John Russell Jr., age 12, of Casper, Wyo, for his question:
JUST WHAT IS EVAPORATION?
Evaporation is the process which changes a substance from the liquid or solid state into a vapor or gas. The warmer and drier the air, the pore rapidly this process of evaporation goes on.
We generally use the word evaporation when the process occurs at everyday temperatures and use other words, such as boiling or vaporization for higher temperatures.
Water left standing in an open dish in a warm room will soon evaporate. Damp clothes hung on a line in the sunshine will lose all their moisture in a short time. Heat in the air changes the water in the dish and the clothes to water vapor.

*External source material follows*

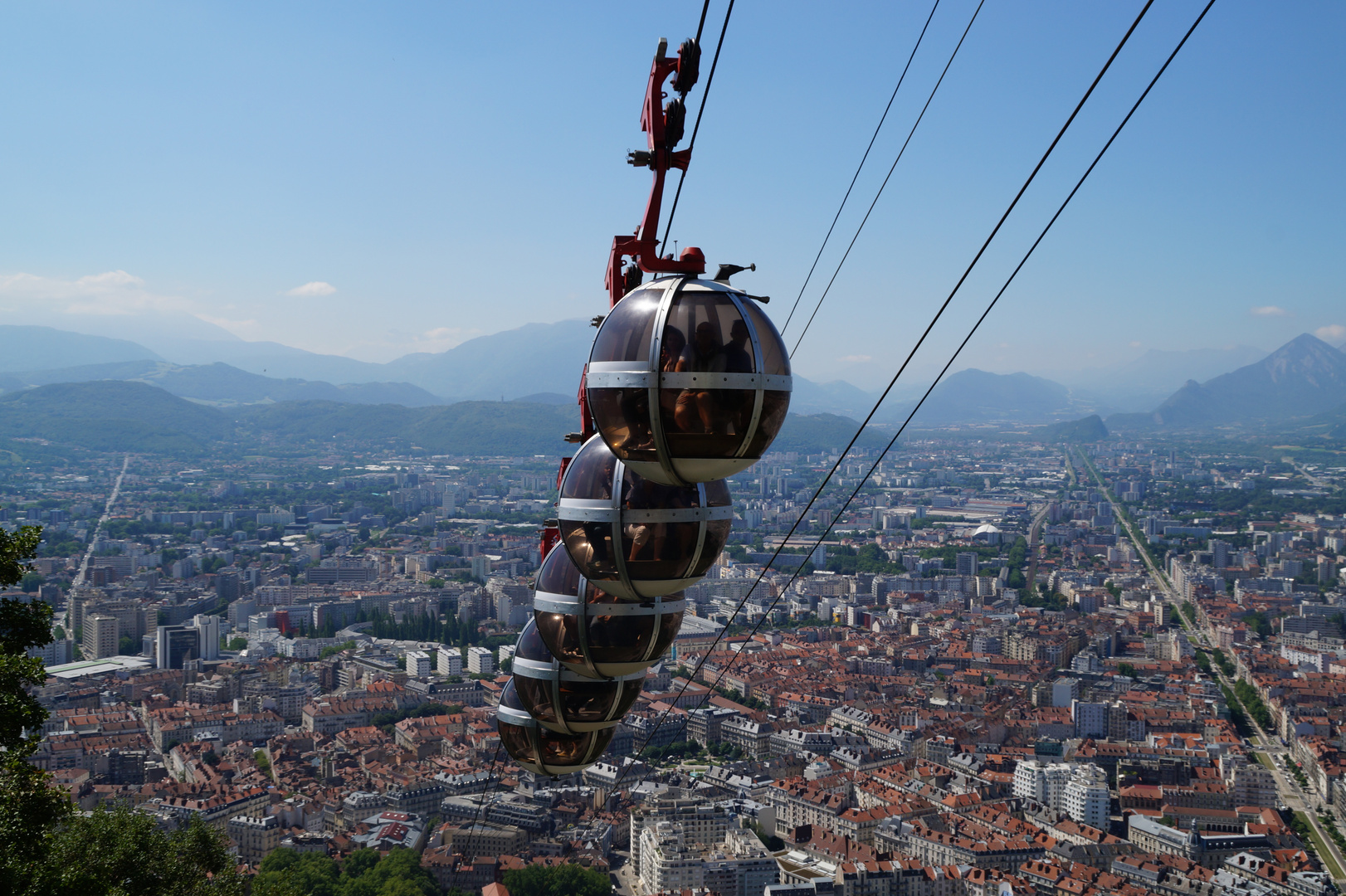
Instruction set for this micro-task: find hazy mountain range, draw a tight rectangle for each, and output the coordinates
[0,320,1346,453]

In warm weather, the air may contain a great deal of vapor. At 90 degrees Fahrenheit there may be almost twice as much as at 70 degrees. Air contains little vapor at the freezing point. But some moisture always remains in the air.
Nothing can live in moisture free air. When air has all the vapor it can hold at a given temperature, it is saturated, or at dew point. This seldom happens, except when it rains.
Air that contains much moisture is said to be humid. But humid air usually has much less moisture than the amount needed to saturate it.
The humidity is extremely high in tropical regions, especially near the sea, while in cooler climates it decreases greatly. A person can stand much more cold when the air contains only a little vapor. This explains why cold winds that blow over water seem more biting than winds farther inland, even though the temperature is the same.
Water evaporates from oceans, lakes, rivers, ponds and the moist earth, and then later falls as rain on these areas. Clouds often show the humidity is increasing. If the cloud area becomes smaller, the air probably is becoming drier.
Evaporation in plants is called transpiration. Plants absorb moisture through their roots and lose it by evaporation through their leaves, or transpiration.
The more leaf surface exposed, the more rapid is the transpiration. The structure of such leaves as pine needles prevents rapid transporation.
Evaporation takes place from the surface of a liquid at any temperature. It also takes place from solids, for even ice and snow send off vapor. This can often be noticed a day or two after a snowstorm. The snow disappears, even though the temperature has never gone above freezing. The water evaporates directly from the solid without first becoming a liquid. Formation of vapor in this way is called sublimation.
When a liquid evaporates from the surface of something, that surface becomes much cooler because it requires heat to change a liquid into a vapor or gas. An electric fan cools us off because its current of air makes perspiration evaporate quickly. The heat needed for this evaporation is taken from our own bodies.
The same rule works when we sprinkle the sidewalk on a hot day. As the water evaporates, it uses up heat and cools the air above the walk.